Я вернула сок Мосику, он хлюпнул носом и снова впился в соску бутылки. А полубогу сказала:
– Нельзя отбирать у других детей бутылки.
Полубожок улыбнулся. Да он же, наверное, просто проголодался. Бедный ребенок, это у него такой способ просить еду. Говорить он не может, а плакать, наверное, богам не положено. Вот и приходится воровать!
Я посадила Петера в кресло и побежала в прихожую. Но как же я ему дам эту бутыль? Он ее и в руках не удержит! Да и я, наверное, не подниму! Я вцепилась в толстые глиняные ручки, обнаружившиеся по бокам бутыли, поднапрягшись, дернула ее вверх… и улетела в угол к двери вместе с бутылью, которая ничегошеньки не весила!
Я поднялась, крепко обнимая одной рукой невесомый кувшин, а другой потирая ушибленное место. Какое место? Да какая разница. На которое приземлилась.
Узкое горло кувшина венчала глиняная пробка. Я выдернула ее, заглянула внутрь – темно и ничего не видно. Понюхала – аромат приятный, молоко с медом.

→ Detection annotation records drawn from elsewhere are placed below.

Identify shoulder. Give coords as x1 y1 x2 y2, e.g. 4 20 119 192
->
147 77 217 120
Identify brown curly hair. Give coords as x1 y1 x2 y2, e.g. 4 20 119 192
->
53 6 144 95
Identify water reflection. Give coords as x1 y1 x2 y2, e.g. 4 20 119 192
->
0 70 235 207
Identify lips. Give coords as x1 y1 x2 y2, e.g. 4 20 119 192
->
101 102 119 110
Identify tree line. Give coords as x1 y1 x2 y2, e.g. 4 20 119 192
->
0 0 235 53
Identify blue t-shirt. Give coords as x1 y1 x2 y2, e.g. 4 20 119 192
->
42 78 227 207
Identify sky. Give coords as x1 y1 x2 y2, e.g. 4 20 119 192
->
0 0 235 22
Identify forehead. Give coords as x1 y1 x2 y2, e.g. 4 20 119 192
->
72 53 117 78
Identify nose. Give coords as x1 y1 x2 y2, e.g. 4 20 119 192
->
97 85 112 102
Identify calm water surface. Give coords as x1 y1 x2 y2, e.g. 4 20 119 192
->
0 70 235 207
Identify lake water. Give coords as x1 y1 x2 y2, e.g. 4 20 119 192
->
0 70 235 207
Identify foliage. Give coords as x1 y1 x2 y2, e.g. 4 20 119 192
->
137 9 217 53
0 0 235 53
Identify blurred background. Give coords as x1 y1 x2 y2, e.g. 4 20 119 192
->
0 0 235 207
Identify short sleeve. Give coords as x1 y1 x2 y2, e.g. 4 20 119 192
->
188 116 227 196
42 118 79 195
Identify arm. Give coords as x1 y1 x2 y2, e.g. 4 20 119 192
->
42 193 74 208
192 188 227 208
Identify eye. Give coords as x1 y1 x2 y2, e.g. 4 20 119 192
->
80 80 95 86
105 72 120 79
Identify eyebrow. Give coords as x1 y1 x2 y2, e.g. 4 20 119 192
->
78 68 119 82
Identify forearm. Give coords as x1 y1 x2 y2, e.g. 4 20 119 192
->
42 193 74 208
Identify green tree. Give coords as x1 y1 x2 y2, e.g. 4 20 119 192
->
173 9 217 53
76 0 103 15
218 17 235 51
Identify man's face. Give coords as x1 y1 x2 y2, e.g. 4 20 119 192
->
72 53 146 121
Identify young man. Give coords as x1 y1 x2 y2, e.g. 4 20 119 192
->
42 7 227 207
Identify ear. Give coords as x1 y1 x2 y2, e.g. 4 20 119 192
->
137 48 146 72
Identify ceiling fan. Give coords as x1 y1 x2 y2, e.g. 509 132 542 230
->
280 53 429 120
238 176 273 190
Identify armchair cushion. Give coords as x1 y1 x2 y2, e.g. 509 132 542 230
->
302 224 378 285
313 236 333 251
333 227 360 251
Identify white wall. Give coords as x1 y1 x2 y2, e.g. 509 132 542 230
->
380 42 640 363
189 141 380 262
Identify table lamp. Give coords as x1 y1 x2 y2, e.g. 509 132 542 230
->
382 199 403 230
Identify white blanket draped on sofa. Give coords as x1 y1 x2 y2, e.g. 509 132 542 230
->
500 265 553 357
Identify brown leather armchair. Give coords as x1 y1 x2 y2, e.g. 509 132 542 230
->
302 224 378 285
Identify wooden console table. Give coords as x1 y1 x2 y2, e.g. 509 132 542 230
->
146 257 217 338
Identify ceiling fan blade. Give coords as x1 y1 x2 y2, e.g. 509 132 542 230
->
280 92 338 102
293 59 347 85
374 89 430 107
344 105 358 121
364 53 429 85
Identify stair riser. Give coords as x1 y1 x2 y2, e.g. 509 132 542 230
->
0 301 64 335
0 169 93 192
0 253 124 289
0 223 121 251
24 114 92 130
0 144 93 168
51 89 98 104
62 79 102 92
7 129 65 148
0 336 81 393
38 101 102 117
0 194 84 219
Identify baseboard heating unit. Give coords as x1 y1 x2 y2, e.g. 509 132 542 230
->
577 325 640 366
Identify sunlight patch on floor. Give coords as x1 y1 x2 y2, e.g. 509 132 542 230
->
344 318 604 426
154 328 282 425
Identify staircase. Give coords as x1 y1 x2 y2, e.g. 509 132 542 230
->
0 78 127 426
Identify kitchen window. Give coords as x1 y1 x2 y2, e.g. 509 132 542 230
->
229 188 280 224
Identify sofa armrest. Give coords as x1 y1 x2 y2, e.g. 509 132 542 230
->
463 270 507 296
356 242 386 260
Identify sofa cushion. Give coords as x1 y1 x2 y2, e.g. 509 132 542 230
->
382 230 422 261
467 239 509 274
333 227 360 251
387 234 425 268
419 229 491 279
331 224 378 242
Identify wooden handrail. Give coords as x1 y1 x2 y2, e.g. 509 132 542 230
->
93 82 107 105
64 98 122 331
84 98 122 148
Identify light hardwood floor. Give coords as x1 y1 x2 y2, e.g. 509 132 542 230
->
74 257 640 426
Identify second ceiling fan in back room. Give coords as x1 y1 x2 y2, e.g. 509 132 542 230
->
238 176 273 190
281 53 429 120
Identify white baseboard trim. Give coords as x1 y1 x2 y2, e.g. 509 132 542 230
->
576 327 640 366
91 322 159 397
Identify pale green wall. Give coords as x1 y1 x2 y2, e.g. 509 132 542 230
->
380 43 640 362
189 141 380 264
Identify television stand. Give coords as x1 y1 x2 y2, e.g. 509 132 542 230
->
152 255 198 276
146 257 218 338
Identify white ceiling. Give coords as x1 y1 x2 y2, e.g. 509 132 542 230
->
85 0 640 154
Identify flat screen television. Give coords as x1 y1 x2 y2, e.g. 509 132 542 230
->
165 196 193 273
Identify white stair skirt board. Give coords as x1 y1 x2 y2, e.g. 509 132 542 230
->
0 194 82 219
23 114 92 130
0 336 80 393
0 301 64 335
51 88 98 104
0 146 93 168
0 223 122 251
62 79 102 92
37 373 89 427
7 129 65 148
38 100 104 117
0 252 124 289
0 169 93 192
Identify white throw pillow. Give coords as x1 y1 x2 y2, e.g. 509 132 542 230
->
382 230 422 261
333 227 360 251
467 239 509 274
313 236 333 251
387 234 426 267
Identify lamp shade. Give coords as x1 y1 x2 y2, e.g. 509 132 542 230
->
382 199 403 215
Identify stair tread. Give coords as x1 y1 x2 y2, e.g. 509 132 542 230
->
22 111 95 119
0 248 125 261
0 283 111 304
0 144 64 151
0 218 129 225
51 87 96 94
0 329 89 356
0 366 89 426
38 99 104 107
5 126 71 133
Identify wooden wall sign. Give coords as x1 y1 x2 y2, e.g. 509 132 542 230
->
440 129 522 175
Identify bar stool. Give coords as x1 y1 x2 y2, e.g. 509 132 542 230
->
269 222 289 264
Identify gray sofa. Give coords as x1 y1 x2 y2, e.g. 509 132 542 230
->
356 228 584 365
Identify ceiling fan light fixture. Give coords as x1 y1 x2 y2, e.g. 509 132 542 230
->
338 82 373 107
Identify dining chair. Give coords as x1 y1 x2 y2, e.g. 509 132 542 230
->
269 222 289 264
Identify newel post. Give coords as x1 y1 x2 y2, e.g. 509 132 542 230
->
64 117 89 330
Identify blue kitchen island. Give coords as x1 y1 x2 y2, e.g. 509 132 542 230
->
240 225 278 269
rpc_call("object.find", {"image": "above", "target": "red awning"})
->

Малыш-полубог сидел спокойно, привалившись к мягкой спинке кресла, и Мосика больше не обижал, вместо этого он крутил головой и рассматривал обстановку в комнате. Как-то жадно рассматривал. Не успела я с бутылью подойти к нему, как в его ручках вдруг оказалось что-то маленькое и блестящее, потом блеснула еще одна такая же штучка, и вот в ладошках его уже… целая горка разноцветных лампочек от моей новогодней гирлянды! И они из ладошек начали сыпаться на кресло и на пол.

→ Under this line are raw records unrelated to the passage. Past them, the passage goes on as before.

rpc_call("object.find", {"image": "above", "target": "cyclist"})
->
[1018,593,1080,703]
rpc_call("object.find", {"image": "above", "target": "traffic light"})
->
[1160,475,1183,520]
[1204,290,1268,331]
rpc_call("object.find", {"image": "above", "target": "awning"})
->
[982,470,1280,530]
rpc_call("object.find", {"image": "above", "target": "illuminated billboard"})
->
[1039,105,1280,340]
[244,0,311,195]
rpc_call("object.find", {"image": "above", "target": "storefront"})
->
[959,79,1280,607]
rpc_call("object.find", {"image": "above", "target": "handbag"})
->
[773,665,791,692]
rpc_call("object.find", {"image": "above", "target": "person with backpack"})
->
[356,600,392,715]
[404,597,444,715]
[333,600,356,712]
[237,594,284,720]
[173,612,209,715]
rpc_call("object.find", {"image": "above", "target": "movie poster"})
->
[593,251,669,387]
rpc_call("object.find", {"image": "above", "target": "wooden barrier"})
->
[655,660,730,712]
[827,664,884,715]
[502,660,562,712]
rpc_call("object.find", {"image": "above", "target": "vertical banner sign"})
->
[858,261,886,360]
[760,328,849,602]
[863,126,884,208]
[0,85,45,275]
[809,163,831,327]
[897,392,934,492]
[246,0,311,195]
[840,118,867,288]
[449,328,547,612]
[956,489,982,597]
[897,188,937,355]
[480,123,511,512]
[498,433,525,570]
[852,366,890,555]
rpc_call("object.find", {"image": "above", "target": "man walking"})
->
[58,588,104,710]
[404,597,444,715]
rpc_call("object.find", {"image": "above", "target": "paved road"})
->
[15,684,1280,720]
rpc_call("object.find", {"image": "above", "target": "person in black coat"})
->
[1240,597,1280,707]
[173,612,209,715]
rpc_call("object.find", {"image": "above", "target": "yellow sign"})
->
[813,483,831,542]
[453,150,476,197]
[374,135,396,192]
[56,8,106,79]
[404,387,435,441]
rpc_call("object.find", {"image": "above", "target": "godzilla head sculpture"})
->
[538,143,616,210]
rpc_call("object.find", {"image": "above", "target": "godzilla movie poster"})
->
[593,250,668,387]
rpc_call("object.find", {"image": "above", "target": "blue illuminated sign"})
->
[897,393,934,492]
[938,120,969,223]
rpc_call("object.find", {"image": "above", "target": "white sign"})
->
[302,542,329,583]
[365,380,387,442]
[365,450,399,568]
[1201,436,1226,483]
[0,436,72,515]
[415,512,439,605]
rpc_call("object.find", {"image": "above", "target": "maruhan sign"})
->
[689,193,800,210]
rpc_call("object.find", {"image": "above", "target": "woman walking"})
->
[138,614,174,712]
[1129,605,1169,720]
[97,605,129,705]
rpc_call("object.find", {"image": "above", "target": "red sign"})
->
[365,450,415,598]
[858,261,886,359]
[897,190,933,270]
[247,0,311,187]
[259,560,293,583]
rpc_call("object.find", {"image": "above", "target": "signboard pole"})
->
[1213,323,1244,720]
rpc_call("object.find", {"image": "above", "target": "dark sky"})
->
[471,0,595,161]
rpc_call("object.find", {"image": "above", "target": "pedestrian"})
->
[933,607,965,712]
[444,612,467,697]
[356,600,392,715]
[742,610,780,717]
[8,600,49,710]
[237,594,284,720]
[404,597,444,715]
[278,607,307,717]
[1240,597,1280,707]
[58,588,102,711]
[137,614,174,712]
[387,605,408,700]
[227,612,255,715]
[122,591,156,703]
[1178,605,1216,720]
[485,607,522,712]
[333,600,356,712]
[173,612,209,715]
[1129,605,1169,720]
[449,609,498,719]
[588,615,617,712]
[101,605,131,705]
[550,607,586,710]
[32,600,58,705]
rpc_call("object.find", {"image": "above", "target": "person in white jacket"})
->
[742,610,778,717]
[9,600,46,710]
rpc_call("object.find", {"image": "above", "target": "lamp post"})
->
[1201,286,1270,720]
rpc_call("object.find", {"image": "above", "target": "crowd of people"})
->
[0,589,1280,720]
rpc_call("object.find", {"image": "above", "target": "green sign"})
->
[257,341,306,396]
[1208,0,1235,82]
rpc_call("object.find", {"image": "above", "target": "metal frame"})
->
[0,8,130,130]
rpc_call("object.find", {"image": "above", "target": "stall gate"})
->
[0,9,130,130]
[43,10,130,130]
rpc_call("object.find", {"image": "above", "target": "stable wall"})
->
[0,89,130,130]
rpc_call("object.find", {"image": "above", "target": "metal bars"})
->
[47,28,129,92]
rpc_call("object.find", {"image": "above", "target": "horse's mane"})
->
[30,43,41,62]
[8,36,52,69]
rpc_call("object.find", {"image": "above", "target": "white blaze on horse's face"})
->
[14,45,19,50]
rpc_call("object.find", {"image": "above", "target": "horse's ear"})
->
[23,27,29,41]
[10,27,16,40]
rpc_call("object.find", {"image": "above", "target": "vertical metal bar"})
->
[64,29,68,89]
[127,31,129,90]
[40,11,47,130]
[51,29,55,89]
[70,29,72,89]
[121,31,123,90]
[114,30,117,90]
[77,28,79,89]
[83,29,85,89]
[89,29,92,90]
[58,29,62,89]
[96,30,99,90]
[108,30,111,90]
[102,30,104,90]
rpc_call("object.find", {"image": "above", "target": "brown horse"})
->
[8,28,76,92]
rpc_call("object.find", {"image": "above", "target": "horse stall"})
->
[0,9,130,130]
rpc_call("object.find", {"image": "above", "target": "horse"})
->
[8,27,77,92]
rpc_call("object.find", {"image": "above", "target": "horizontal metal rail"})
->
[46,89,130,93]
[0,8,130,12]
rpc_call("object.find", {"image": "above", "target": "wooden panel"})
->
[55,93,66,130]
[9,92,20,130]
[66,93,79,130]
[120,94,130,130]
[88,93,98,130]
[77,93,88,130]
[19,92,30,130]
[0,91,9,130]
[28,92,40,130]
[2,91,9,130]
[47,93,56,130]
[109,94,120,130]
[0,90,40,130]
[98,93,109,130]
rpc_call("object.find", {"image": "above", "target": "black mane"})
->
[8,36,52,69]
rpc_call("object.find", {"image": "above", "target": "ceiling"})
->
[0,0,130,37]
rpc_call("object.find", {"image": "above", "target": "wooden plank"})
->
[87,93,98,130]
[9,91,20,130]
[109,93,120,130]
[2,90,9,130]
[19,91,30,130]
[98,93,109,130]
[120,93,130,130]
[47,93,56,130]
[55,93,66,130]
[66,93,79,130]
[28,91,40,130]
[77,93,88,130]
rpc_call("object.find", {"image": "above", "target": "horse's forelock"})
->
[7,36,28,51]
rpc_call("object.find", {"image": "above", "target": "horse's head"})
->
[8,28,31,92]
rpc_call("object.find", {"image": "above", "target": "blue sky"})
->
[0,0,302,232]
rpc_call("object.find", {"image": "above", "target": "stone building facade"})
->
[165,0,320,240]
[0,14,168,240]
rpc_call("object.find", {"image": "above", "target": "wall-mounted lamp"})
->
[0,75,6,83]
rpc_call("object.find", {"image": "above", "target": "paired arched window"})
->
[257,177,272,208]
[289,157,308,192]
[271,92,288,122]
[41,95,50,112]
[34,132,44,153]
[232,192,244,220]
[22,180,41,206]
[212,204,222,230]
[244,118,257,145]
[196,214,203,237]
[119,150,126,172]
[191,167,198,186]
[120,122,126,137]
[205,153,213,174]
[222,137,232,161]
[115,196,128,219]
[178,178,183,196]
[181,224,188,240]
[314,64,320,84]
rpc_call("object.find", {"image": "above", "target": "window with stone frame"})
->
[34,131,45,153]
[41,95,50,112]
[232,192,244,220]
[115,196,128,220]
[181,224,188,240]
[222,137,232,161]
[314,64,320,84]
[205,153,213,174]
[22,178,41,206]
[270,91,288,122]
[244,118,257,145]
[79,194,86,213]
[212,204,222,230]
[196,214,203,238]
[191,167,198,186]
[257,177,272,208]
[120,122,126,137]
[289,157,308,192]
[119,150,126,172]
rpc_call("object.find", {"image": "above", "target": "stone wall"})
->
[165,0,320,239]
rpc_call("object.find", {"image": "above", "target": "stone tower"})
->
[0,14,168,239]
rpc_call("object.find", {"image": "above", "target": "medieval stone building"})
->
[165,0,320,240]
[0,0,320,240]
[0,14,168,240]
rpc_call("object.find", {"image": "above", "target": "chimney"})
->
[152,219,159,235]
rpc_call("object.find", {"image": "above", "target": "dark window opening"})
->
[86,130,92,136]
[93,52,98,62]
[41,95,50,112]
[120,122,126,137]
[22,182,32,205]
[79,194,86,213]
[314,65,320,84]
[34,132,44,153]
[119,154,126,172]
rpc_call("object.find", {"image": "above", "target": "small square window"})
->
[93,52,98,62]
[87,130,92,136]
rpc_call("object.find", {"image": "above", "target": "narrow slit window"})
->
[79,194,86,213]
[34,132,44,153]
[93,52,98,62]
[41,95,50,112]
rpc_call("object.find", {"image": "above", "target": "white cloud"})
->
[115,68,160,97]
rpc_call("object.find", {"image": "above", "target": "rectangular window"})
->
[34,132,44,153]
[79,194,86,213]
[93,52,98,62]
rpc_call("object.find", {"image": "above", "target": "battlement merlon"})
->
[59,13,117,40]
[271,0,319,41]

Не подумайте, что сегодня двадцать четвертое декабря или хотя бы двадцатое! Щас октябрь. И я не из тех фанатиков празднования Рождества, которые в июле покупают украшения для елки (ну разве что набреду на распродажу, тут уж всякий не упустит шанс), в августе пишут рождественские открытки, а в сентябре выставляют на зеленый газон деревянного оленя. Просто битый час ты развешиваешь десятиметровую гирлянду по всему залу, цепляя ее за настенные часы и гардины, а потом что – снимать ее на следующий день после Нового года? В январе все как-то некогда, в феврале ты про нее забываешь, а в мае думаешь – да сколько там осталось-то до Рождества, глупо собирать ее, чтобы совсем скоро снова, как альпинист, ползать по стенам и вбивать крючки.

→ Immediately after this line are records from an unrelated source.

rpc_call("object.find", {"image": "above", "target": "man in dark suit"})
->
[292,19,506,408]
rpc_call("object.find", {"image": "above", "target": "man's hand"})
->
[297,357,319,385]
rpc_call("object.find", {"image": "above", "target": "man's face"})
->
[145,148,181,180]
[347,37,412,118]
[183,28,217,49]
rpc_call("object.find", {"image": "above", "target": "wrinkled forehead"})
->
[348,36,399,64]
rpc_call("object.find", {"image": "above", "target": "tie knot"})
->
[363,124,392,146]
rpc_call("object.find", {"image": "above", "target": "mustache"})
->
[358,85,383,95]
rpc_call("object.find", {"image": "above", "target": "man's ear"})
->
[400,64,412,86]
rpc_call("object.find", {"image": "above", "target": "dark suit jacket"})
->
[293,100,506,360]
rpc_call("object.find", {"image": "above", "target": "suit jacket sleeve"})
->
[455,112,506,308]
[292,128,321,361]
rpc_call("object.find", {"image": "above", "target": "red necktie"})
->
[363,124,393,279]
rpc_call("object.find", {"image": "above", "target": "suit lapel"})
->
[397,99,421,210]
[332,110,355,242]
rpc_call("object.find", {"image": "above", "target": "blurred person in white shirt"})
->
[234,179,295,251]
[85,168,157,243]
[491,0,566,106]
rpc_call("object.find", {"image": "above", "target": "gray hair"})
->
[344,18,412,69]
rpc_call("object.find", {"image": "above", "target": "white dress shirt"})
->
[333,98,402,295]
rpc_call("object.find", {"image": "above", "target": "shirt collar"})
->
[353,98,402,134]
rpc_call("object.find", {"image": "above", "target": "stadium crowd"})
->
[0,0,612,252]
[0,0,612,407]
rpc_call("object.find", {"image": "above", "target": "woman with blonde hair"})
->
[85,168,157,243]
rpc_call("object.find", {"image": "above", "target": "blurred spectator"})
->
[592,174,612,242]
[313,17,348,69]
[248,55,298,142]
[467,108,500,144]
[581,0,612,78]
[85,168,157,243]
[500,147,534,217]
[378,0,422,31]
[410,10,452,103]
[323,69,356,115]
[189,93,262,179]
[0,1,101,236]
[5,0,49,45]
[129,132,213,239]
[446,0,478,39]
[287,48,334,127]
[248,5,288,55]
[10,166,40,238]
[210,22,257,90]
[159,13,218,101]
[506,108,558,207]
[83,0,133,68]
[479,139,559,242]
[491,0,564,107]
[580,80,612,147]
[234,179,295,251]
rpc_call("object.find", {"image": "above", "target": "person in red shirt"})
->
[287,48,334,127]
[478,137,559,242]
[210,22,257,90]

Я опустила бутыль на пол, пробку сунула в карман, кинулась к Петеру и аккуратно стала выбирать из его ладошек стеклянные лампочки. Куда же их? Вытащила из-под стола коробку с туфлями и ссыпала лампочки туда. Мог бы уж заграбастать ее целиком, с проводами! Оглянулась – ну конечно, не мог! Гирлянда висела на месте, только лампочки были аккуратно прорежены через одну. Одно желание исполняется, одно – нет. А он, видать, захотел получить вон те цветные блестящие штуковины. Я собрала все фонарики и закрыла крышку.
– Это не игрушки, – погрозила я пальцем полубожку.
Он огорченно надул губки. Я пихнула коробку обратно под стол.
Мосик полз по дивану на четвереньках, кувыркнулся с краю и как ни в чем не бывало продолжил ползти дальше – по полу. Вот чем мне нравятся эти милые дети-монстрики: обычный ребенок на его месте бы разорался, а этому хоть бы хны. (Да не роняла я детей с диванов! И не оставляла без присмотра! Вы что думаете, я няня или кто? Ну, может, в самом начале моей блестящей карьеры… В общем, не знала я тогда, что годовалый ребенок может быть таким шустрым и, пока я бегу открывать дверь его мамаше, начать заниматься прыжками вниз. Хотите знать, не уволила ли она меня? А вы как думаете? Заходит она к няне, а ее отпрыск орет как резаный. Я бы тоже больше его мне не оставила.)